At the student community level, it is amazing to see how well, how responsibly majority of the students and fresh graduates have taken this difficult phase in their stride, without getting any serious and sustained assistance from the older generation of mentors. It is incumbent upon all of us to keep this new generation intelligently occupied and engaged, as sometime down the road, they will all be our new breed of customers whose buying patterns would be impacted by the Covid experience, and would need to be factored in.

The most amazing positives of the Covid experience have been the medical fraternity, the essential workers, the police and security, the fire brigade, the last-mile ecommerce delivery guys, and all those who need to keep the country, city, essential services running 24×7. A lot needs to be learnt from these energetic, passionate, committed yet exhausted workers.

Yet, it is important to mention that there is also a small breed of dishonest, selfish, manipulating individuals who have used even this once in a 100 years pandemic to further their gains. Interestingly, even they teach us valuable lessons. And learning those lessons will still be a positive takeaway from this Covid experience.

According to Ariana Huffington, the most important word coming out of the Covid experience is ‘Resilience’.

Resilience is often spoken about — including in the Oxford dictionary definition — in terms of navigating or simply getting through challenges. But the key part of resilience isn’t about bouncing back, it’s about bouncing forward. It’s about using adversity as a catalyst to get better and become stronger.

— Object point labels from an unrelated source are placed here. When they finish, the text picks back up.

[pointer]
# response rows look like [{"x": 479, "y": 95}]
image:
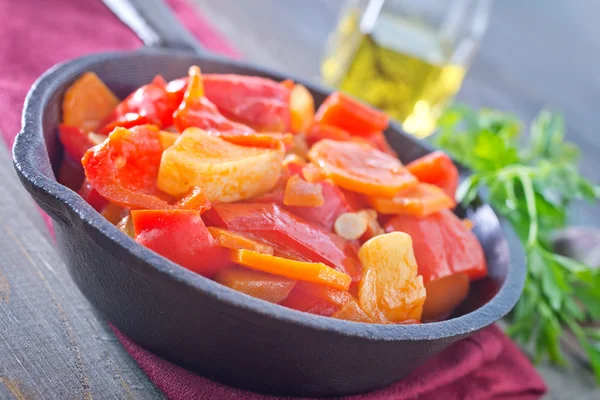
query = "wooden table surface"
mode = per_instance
[{"x": 53, "y": 344}]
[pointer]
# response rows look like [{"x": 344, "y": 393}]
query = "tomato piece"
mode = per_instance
[
  {"x": 361, "y": 168},
  {"x": 444, "y": 295},
  {"x": 351, "y": 115},
  {"x": 167, "y": 139},
  {"x": 315, "y": 272},
  {"x": 149, "y": 104},
  {"x": 437, "y": 169},
  {"x": 300, "y": 301},
  {"x": 74, "y": 140},
  {"x": 255, "y": 101},
  {"x": 334, "y": 205},
  {"x": 351, "y": 311},
  {"x": 269, "y": 287},
  {"x": 180, "y": 236},
  {"x": 312, "y": 173},
  {"x": 390, "y": 290},
  {"x": 320, "y": 131},
  {"x": 87, "y": 102},
  {"x": 196, "y": 110},
  {"x": 302, "y": 108},
  {"x": 237, "y": 241},
  {"x": 421, "y": 200},
  {"x": 443, "y": 245},
  {"x": 300, "y": 193},
  {"x": 195, "y": 200},
  {"x": 278, "y": 227},
  {"x": 124, "y": 168},
  {"x": 379, "y": 141}
]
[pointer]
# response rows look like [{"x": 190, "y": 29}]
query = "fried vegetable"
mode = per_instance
[
  {"x": 361, "y": 168},
  {"x": 299, "y": 270},
  {"x": 391, "y": 289},
  {"x": 87, "y": 102},
  {"x": 226, "y": 172}
]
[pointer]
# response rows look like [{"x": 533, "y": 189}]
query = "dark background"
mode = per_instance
[{"x": 536, "y": 53}]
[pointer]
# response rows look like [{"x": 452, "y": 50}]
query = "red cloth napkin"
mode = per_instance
[{"x": 486, "y": 365}]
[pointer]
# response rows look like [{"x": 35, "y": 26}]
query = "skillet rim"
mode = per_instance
[{"x": 30, "y": 142}]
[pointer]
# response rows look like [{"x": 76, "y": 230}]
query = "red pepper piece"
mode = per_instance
[
  {"x": 280, "y": 228},
  {"x": 351, "y": 115},
  {"x": 319, "y": 131},
  {"x": 442, "y": 244},
  {"x": 150, "y": 104},
  {"x": 124, "y": 168},
  {"x": 182, "y": 237},
  {"x": 379, "y": 141},
  {"x": 437, "y": 169}
]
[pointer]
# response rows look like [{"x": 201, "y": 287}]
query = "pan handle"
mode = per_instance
[{"x": 154, "y": 23}]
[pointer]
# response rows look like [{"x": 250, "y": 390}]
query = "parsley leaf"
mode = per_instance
[{"x": 531, "y": 181}]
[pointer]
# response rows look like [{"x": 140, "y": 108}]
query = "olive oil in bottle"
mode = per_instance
[{"x": 398, "y": 65}]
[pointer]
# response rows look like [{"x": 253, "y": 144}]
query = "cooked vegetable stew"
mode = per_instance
[{"x": 238, "y": 179}]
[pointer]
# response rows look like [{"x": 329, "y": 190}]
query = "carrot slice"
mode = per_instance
[
  {"x": 87, "y": 102},
  {"x": 361, "y": 168},
  {"x": 298, "y": 192},
  {"x": 305, "y": 271},
  {"x": 237, "y": 241},
  {"x": 325, "y": 293},
  {"x": 421, "y": 201},
  {"x": 257, "y": 284},
  {"x": 351, "y": 311}
]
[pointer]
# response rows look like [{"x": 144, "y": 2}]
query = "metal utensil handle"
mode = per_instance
[{"x": 154, "y": 23}]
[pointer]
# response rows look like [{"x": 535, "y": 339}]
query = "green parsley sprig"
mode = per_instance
[{"x": 531, "y": 181}]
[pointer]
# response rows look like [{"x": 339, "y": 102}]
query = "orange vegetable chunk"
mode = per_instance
[
  {"x": 298, "y": 192},
  {"x": 438, "y": 169},
  {"x": 352, "y": 312},
  {"x": 312, "y": 173},
  {"x": 227, "y": 172},
  {"x": 390, "y": 290},
  {"x": 167, "y": 139},
  {"x": 299, "y": 270},
  {"x": 87, "y": 102},
  {"x": 361, "y": 168},
  {"x": 238, "y": 241},
  {"x": 257, "y": 284},
  {"x": 421, "y": 200},
  {"x": 302, "y": 108},
  {"x": 194, "y": 200}
]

Right now we’re all waiting for a vaccine to bring the pandemic to an end. But our challenges won’t end when the pandemic does. And resilience is the vaccine we already have — it’s our immune system for the inevitable ups and downs of life. Just as with our body’s immune system, the hostile agents are always there and always coming at us. Resilience allows us to tap into deeper resources in ourselves we didn’t even know we had, not just to overcome the obstacles but to be transformed by them

As is truly said, the Chinese word for Crisis is made up of two characters – one denotes danger, and the other denotes opportunity.

Many people are convinced, and truly believe that the only things we need for success are talent, energy and personality. The Covid experience has taught us that, over the long haul, who we are as a race is more important than who we project or appear to be.